Заложник любви - Наталия Николаевна Антонова
Мирослава пожала плечами:
– Честно говоря, я никогда никем не хотела стать, мне нравилось быть собой.
Лутковская посмотрела на нее с уважением и проговорила:
– Наверное, вы изначально были цельной личностью.
– Понятия не имею, – рассмеялась детектив.
И тут им принесли заказ.
Допивая чай из округлой вместительной чашки, Мирослава сказала:
– Я только что от Крутова.
– И чем же вас встревожило общение с ним? – спросила Лутковская.
– С чего вы взяли, что общение с ним встревожило меня?
– Иначе вы бы не позвонили мне и не попросили о встрече.
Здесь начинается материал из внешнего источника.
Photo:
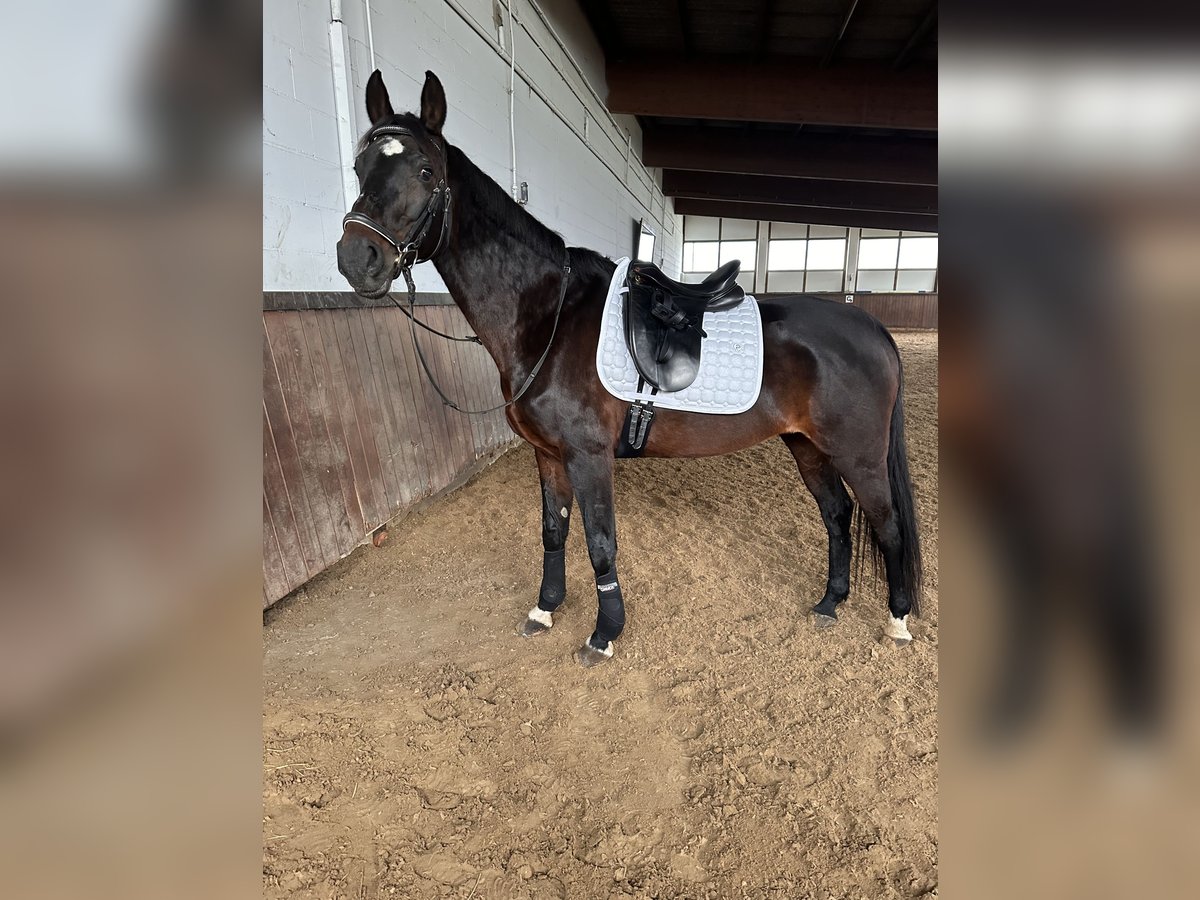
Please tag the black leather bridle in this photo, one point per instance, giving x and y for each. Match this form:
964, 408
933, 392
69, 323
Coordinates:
408, 255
– Логично, – согласилась Мирослава. – Всеволод Анатольевич сказал мне, что Леонтий заходил к нему три недели назад.
– И что?
– Леонтий, по мнению Крутова, был возбужден. А я, в свою очередь, допустила, что Свиридов мог быть чем-то встревожен. Может, Леонтий прошел обследование и у него обнаружилась какая-либо болезнь? – осторожно спросила детектив, при этом думая о том, что патологоанатом ни о чем таком не упомянул в заключении.
– Ерунда! – отмахнулась Лутковская. – Ничем он не болел. Только пару раз на бессонницу жаловался.
– На бессонницу?! – удивилась детектив.
– Да. Почему это вас удивляет?
– Рано вроде бы было Леонтию страдать от бессонницы.
– Я и сама так подумала, – вздохнула Аграфена Тихоновна. – Но мало ли что бывает.
– И все же? – продолжала настаивать Мирослава.
– Да это все Ванька! – вырвалось неожиданно пылко у Лутковской.
– Какой Ванька? – быстро спросила детектив.
– Тонин сын! Вернее, сын Леонтия от Тони, его второй жены.
– А что с ним не так?
– Вроде все так, – тихо вздохнула Лутковская. – С Ванькой никогда никаких проблем не было. Ни в детстве, ни в подростковом возрасте. Не ребенок, а просто клад!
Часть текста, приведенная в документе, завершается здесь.